Da das Landgericht bei der Zumessung der Einzelstrafen und der Bildung der Gesamtstrafe die Therapiewilligkeit des Angeklagten ausdrücklich berücksichtigt hat, kann ein Zusammenhang zwischen der Strafe und der Anordnung über die Unterbringung des Angeklagten in einer Entziehungsanstalt hier ausnahmsweise nicht ausgeschlossen werden. Abgesehen davon ist die Anordnung über den Vorwegvollzug eines Teils der Freiheitsstrafe wegen Nichtbeachtung des Halbstrafenzeitpunkts auch für sich genommen durchgreifend rechtsfehlerhaft.

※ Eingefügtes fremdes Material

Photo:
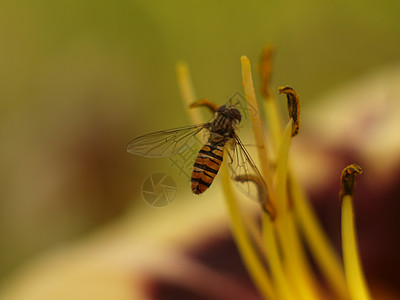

Die danach erforderliche neue Entscheidung über eine Unterbringung gemäß § 64 StGB gibt dem dazu berufenen Tatrichter ferner die Gelegenheit, sich mit denjenigen Umständen noch eingehender auseinanderzusetzen, die der Annahme einer hinreichend konkreten Erfolgsaussicht entgegenstehen können.
Wegen der Beurteilung der Gefährlichkeit von Amphetamin (vgl. UA 15) verweist der Senat auf die dazu ergangene neuere Rechtsprechung (vgl. u.a. Senatsbeschlüsse vom 24. Oktober 2012 - 4 StR 392/12, NStZ-RR 2013, 81, 82, und vom 13. März 2013 - 4 StR 547/12, Rn. 15).